氧化修饰的低密度脂蛋白(LDL)存在于动脉粥样硬化病变的动脉中,而正常动脉中不存在,并且在动脉粥样硬化病变的发病机制和不良后果中起关键作用。我们之前制备了一系列针对LDL氧化修饰过程中形成的氧化特异性新表位的单克隆抗体(MoAb)。MDA2是一种原型MoAb,可识别动脉粥样硬化病变内的丙二醛-赖氨酸表位(如在丙二醛修饰的LDL中)。我们描述了MDA2的体内特性以及兔动脉粥样硬化的初步无创成像研究。
为了评估MDA2对动脉粥样硬化病变的体内特异性,将碘125-MDA2静脉注射到7只低密度脂蛋白受体缺陷的渡边遗传性高脂血症(WHHL)兔和2只正常新西兰白兔(NZW)中,并在24小时后评估主动脉斑块摄取情况。将125I-Halb(一种与人类白蛋白结合的同型匹配无关MoAb)注射到5只WHHL兔和2只NZW兔中作为对照。进行主动脉放射自显影,并将MoAb的平均摄取量测量为每克主动脉组织注射剂量的百分比。然后用99mTc-MDA2对7只WHHL兔和2只NZW兔进行γ相机成像。在10分钟以及12或24小时进行成像。然后注射丙二醛-LDL以清除血池信号,并在2小时后获得最终图像。

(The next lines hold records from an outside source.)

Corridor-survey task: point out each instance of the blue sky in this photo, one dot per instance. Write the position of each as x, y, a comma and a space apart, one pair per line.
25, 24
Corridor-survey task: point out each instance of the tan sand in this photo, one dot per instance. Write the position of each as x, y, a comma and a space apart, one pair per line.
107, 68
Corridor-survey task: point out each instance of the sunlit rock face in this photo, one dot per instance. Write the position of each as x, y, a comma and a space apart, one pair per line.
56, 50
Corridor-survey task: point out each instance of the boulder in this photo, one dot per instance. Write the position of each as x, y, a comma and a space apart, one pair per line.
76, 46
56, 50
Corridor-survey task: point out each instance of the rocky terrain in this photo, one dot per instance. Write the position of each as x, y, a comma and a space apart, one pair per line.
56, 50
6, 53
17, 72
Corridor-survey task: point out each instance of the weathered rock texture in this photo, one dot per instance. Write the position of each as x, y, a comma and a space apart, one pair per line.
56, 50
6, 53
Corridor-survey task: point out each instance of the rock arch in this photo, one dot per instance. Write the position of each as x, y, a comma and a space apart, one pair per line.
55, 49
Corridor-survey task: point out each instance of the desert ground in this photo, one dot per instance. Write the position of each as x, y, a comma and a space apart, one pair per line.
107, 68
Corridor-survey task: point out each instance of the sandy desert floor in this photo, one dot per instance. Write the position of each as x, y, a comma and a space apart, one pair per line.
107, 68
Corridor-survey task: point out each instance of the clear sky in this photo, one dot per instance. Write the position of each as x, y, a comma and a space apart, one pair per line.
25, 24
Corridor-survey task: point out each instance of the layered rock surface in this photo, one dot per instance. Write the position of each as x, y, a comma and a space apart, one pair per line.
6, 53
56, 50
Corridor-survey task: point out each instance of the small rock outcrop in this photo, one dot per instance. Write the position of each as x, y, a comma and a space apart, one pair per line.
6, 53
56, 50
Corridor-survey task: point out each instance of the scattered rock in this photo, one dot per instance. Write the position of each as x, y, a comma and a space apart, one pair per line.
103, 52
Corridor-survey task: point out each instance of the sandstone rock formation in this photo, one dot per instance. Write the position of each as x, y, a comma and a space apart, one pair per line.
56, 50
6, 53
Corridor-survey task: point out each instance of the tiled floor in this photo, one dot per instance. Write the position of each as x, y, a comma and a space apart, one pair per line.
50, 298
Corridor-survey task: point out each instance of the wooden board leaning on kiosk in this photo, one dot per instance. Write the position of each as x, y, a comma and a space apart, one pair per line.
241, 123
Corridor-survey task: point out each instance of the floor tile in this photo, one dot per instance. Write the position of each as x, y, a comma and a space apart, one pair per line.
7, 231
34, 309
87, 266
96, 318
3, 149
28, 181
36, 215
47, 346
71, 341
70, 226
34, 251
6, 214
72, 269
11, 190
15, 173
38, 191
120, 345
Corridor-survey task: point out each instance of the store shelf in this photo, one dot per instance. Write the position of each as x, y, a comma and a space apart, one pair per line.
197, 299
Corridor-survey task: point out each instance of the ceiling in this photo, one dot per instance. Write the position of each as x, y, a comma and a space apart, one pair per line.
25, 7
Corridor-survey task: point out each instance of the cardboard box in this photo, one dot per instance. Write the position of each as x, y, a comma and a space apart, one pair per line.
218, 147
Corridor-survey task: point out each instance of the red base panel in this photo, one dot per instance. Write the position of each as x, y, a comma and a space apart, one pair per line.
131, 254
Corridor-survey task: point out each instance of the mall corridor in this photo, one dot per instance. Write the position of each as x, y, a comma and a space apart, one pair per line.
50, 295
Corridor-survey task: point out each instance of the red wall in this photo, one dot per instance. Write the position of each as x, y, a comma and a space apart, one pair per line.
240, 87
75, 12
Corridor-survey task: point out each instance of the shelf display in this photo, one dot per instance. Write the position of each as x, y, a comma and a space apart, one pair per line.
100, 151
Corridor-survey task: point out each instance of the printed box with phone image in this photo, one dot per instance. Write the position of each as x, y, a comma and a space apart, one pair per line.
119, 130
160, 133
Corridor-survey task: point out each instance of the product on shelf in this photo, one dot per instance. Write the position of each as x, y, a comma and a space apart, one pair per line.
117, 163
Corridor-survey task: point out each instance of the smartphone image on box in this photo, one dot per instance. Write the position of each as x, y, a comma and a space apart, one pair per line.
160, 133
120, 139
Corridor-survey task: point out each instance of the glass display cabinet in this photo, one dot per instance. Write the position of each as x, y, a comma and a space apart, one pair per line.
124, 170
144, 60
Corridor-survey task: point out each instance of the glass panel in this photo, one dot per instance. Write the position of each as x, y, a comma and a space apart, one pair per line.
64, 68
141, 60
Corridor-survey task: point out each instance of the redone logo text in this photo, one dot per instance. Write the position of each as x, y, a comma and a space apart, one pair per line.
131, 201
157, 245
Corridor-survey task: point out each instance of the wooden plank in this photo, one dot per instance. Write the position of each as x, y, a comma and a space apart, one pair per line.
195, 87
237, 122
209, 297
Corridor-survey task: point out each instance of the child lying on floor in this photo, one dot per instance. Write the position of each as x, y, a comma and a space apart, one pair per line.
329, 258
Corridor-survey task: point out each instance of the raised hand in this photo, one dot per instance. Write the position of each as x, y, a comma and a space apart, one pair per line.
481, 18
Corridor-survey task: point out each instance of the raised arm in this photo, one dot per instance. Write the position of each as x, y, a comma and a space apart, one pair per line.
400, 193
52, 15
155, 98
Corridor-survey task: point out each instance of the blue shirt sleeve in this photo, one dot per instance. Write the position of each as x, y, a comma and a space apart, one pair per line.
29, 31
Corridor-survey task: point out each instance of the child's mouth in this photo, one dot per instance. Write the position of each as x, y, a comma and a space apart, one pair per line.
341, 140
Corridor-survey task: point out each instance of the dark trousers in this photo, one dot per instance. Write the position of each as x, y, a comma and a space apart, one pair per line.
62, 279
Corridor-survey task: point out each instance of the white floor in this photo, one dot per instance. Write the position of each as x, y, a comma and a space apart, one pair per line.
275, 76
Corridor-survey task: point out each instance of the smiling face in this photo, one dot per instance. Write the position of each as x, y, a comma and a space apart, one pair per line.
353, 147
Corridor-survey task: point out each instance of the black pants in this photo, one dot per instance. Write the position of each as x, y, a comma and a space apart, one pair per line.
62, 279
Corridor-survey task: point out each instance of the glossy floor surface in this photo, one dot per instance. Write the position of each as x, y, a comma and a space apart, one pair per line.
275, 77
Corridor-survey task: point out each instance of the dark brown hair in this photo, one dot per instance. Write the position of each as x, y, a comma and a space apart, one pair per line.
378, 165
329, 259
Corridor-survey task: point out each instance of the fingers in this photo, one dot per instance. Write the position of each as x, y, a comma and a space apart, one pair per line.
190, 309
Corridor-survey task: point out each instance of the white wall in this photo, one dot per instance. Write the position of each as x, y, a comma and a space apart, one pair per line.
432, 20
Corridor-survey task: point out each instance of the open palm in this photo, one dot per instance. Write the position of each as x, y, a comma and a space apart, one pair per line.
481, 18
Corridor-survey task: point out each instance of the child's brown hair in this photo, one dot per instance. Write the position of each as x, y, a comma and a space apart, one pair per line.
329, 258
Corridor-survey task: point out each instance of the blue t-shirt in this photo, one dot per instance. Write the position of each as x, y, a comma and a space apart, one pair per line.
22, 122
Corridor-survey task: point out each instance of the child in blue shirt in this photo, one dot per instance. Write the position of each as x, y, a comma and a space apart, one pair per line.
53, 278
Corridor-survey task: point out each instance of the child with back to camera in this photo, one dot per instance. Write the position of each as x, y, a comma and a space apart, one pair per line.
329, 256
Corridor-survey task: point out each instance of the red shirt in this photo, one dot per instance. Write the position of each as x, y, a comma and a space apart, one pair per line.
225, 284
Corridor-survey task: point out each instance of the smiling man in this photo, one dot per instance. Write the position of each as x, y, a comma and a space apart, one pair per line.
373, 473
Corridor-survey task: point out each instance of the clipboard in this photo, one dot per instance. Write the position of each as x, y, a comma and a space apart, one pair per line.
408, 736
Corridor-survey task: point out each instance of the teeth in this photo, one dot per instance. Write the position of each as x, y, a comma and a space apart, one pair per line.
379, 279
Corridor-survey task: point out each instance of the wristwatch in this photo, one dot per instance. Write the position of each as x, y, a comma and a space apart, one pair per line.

125I-MDA2在整个主动脉中的平均摄取量在WHHL兔中比在NZW兔中高17.4倍(P <.001),在WHHL兔主动脉中比125I-Halb高2.8倍。125I-MDA2对病变区域的特异性也高于125I-Halb(斑块/正常比值为6.3对2.9,P <.001)。注射125I-MDA2的WHHL兔主动脉的放射自显影显示脂质染色病变中有摄取,而相邻正常动脉组织中无信号。如放射自显影所示,积累MDA2的WHHL病变的免疫染色显示,在富含泡沫细胞的区域和富含脂质的坏死核心区域摄取最高。注射125I-MDA2的NZW兔主动脉的放射自显影未产生任何可见信号。平面γ相机体内闪烁显像显示7只WHHL兔中有4只出现可见信号,经主动脉苏丹染色证实。
放射性标记的MDA2对含有丰富氧化特异性表位的动脉粥样硬化病变显示出优异的体内摄取和特异性。体内成像研究表明,通过优化成像方法,用放射性标记的MDA2对富含氧化的动脉粥样硬化病变进行无创成像在人类中可能是可行的。